La plupart des nouvelles sont plutôt des signaux d’alarme que Szilard tire quant au risque pour l’humanité (et au-delà !) de l’utilisation de l’arme nucléaire. Dans " Cauchemar pour le temps futur ", il évoque l’extinction programmée de l’espèce humaine par la stérilité des hommes, due aux retombées radioactives, et que ne peut enrayer la salutaire prise du pouvoir par les femmes. Dans " Appel aux étoiles ", c’est une curieuse forme de vie spirituelle (insuffisamment développée, malheureusement) qui s’interroge sur les motivations ayant pu conduire les occupants de la planète Terre à manipuler l’uranium. Enfin, dans le " Rapport sur la " grande gare centrale " ", des extra-terrestres effectuent des fouilles archéologiques sur notre sol, dont a disparu toute forme de vie suite à une extermination réciproque des deux grandes puissances ; l’humour vient atténuer ce terrible constat, puisque Szilard imagine les hypothèses et les théories farfelues que ces explorateurs du futur ont pu déduire de leurs découvertes, anticipant sur La civilisation perdue de David Macaulay.

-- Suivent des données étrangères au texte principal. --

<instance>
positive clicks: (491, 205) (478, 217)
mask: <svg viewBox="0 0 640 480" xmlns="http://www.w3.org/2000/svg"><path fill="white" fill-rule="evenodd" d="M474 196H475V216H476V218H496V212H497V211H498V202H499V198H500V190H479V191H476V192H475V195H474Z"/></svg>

Autre développement humoristique, celui de " La fondation Mark Gable ", qui met en scène un proche avenir que découvre un homme cryogénisé, un avenir dans lequel les chômeurs sont mis en hibernation en attendant une meilleure conjoncture, où les dents ont disparu face à la production des assiettes à mastiquer de Ford et où l’argent investi peut servir à ralentir le progrès scientifique ! Terrible tableau de la dérive libérale dans laquelle nous sommes actuellement engagés à plein. Mais la nouvelle la plus longue est " La voix des dauphins ", un long exposé quelque peu soporifique sur l’évolution des relations entre les Etats-Unis et l’URSS (avec une bonne anticipation des progrès de la dissuasion mutuelle) et plus généralement de la géopolitique mondiale, une profession de foi pacifiste sans être idéaliste, dont l’optimisme, exprimé à travers le vecteur de l’intelligence des dauphins, s’appuie en fait sur la sagesse des savants, un ton en-dessous de La République de Platon. Des textes globalement secondaires, mais qui témoignent à merveille des inquiétudes d’une époque de notre histoire.